Transposons as mutagens and transposon tagging for isolation of genes
Insertion of transposons can be used as a method for inducing mutations as has been shown in a number of spontaneous mutations like Ac-Ds system in maize, and P-M and I-R systems of hybrid dysgenesis in Drosophila melanogaster. Transposons usually cause mutations due to insertion in structural or regulatory region, rather than due to addition, deletion or substitution of bases. Therefore, these mutations can be used for a study of structural and regulatory regions of a gene. Further, a probe carrying a transposon can be used to screen the restriction fragments containing the mutant gene. This feature of transposons has also been utilized for isolation of genes though transposon tagging (see Genetic Engineering and Biotechnology 3.  Isolation, Sequencing and Synthesis of Genes). Several loci including white, scute and cut genes have been cloned in Drosophila melanogaster due to the presence of copia or gypsy elements described earlier.
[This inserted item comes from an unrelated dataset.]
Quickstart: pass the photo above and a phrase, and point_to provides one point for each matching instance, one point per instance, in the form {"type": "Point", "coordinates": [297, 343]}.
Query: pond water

Transposons as transformation vectors
This aspect of gene transfer technology will be discussed in more detail in Genetic Engineering and Biotechnology 3.  Isolation, Sequencing and Synthesis of Genes and Genetic Engineering and Biotechnology 4.  Gene Transfer Methods and Transgenic Organisms. However it has been shown that genes can be transferred artificially if carried by a transposon in a plasmid. For instance, a fragment of DNA carrying rosy gene within a P element was transferred in a plasmid, which was injected into embryos of a strain of Drosophila melanogaster, homozygous deficient for the rosy gene. It was found that 50% of the progeny did carry rosy⁺ progeny indicating successful transfer. There are also other examples in Drosophila of such successful transfers.

Ac and Ds elements can also be used in a manner similar to the one described above in Drosophila. This will be particularly useful, since at present the commonly used vector for higher plants is only Ti plasmid of Agrobacterium tumefaciens, which can be used conveniently only with dicotyledonous plants. Only after 1985, success in transformation of monocots was achieved through direct DNA injection or DNA bombardments using particle gun (see Genetic Engineering and Biotechnology 4.  Gene Transfer Methods and Transgenic Organisms for more details).